1. the toilet has not been flushed.
B. the toilet evidently has not been flushed in more than a day or so
Tha-ree. the toilet really, really needs to be sanitized for that fresh, clean scent.

Aughghghgh!!! Oh, well, this is why we are giving in and going back to having someone come in twice a month to clean. David had it when I first moved here, and it seemed like such an indulgence at first – but then after we stopped it, it was immediately evident that we need external events to motivate us to get cracking around the house – me especially, but both David and I are clutterers.

We’ll have them exclude the basement (lair of the many computers, videos, and a bunch of books in boxes) and the spare bedrooms – those, at least, we can handle.

And it will force us to tidy and clear away the junk twice a month.

Go us – losers at housekeeping, winners at delegating it.

England Forever

That’s how long it’s taking to get the dang Britain travel journal entered into the blog with all the picture cropping and fooling about and weblinking and editing and all that. But there’s another entry with lots of pictures of Oxford now.

The next one is a huge long entry, because I stopped writing for a week, but fortunately there are many pictures of Scotland. And ducks. Just as there were pictures of ducks in Oxford.

“How fleeting are all human passions compared with the massive continuity of ducks.” — Dorothy L. Sayers, “Gaudy Night”

Oops, the UPS

For some reason the UPS (uninterruptible power source? universal power sucker? The whatsit that sits on the floor) has been making a lot of funny noises lately – just now it started clacking and beeping almost constantly. Actually, we have two (one of them I think may be connected to the TiVo… heh heh) and they’ve both been acting beepish and clackish. I don’t know if it’s worth waking Da Hub up over (he’s already asleep). If he becomes partly conscious when I go up, I’ll tell him.

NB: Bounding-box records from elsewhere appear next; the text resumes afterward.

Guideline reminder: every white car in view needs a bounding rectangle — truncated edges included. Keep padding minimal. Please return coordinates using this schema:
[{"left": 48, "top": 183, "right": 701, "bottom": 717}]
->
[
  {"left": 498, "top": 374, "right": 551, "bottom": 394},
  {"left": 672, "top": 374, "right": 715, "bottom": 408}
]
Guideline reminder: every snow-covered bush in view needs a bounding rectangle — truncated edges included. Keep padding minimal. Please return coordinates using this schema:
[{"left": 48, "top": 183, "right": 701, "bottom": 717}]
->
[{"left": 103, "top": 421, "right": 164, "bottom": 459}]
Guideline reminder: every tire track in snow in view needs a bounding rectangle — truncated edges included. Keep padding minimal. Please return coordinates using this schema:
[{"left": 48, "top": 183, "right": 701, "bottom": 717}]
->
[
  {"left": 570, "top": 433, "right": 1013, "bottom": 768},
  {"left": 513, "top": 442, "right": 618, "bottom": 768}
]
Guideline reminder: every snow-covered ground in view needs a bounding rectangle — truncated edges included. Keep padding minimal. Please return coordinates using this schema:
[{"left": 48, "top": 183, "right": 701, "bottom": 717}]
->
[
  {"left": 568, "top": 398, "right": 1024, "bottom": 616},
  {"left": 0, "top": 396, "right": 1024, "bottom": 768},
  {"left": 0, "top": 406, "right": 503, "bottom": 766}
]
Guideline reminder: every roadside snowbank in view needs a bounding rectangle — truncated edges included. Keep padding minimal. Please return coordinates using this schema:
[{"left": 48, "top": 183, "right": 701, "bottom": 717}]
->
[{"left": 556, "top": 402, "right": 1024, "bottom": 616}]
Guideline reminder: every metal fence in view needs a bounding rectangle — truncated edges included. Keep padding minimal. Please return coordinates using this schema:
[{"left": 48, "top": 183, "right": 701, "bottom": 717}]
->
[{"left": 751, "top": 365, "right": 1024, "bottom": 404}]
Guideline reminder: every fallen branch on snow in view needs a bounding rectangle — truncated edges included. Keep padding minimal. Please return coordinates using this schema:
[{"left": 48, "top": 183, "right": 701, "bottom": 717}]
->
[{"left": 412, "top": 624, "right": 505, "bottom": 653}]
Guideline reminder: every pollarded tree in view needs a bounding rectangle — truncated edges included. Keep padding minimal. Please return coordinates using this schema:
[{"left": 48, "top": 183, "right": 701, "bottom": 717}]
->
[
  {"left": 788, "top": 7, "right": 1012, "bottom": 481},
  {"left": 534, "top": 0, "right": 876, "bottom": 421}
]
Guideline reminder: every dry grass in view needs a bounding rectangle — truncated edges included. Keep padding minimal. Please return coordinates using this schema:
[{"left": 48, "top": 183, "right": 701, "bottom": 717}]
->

It’s never a good thing to wake a technically-minded husband out of a sound sleep just to tell him “Honey, the thing is beeping again.” But this gadget is starting to make quite a racket, and that’s never a good thing.

England Journal update in progress: Oxford and Boarstall House

Here’s a taste of what’s in store for you in the next day or so (I just have a bit more tweaking to do):

boarstallback.jpg

“All Right, All Right, I’m Coming To Bed Already”

Happy End of Friday The 13th!

There’s a new England journal entry now posted under the September archives. All that and we’ve barely gotten out of the Cotwolds and on our way to Oxford before going on to York.

That’ll be a longish entry, but the one after that was a week’s backlog of the whole Scottish leg of the trip. One great big long entry with lots of photos…oy.

Scottish leg.

Stop thinking about kilts, dammit. Time for bed.

More Traipsing Around England

Another entry to the England trip journal is now posted under the September archives. It covers the last day or two in London before departing for the Cotswolds.

In looking over the diary entries again after several months’ rumination time, I’m convinced we didn’t spend enough time in the Cotswolds, and spent too much time trying to cover too much ground.

Next trip, we’re planning on going back to the Cotswolds with a car, so that we can get into the little villages and do a lot more walking in between. So beautiful there.

Well, That’s Sorted

Another couple of day’s worth of journal entries from the September trip have gone up. They take a lot of time to fool with – aside from typing the entries in pretty much as I wrote them, but without the bad handwriting. That’s only the beginning – then there’s choosing the pictures, messing with them in Photoshop Lite to get them looking halfway presentable, cropping, etc. – and then I realize that I’ve copied the thumbnail size image from David’s photo album (where the original uncropped unmessed-with images reside) and have to do it all over again. And somewhere in between, a lot of Web surfing to find relevant links and maybe discover factual errors and interesting sidelights.

One more picture to post – while we were away, my cat Stuey (Studebaker Baker to the vet) was boarded, and I missed him a lot.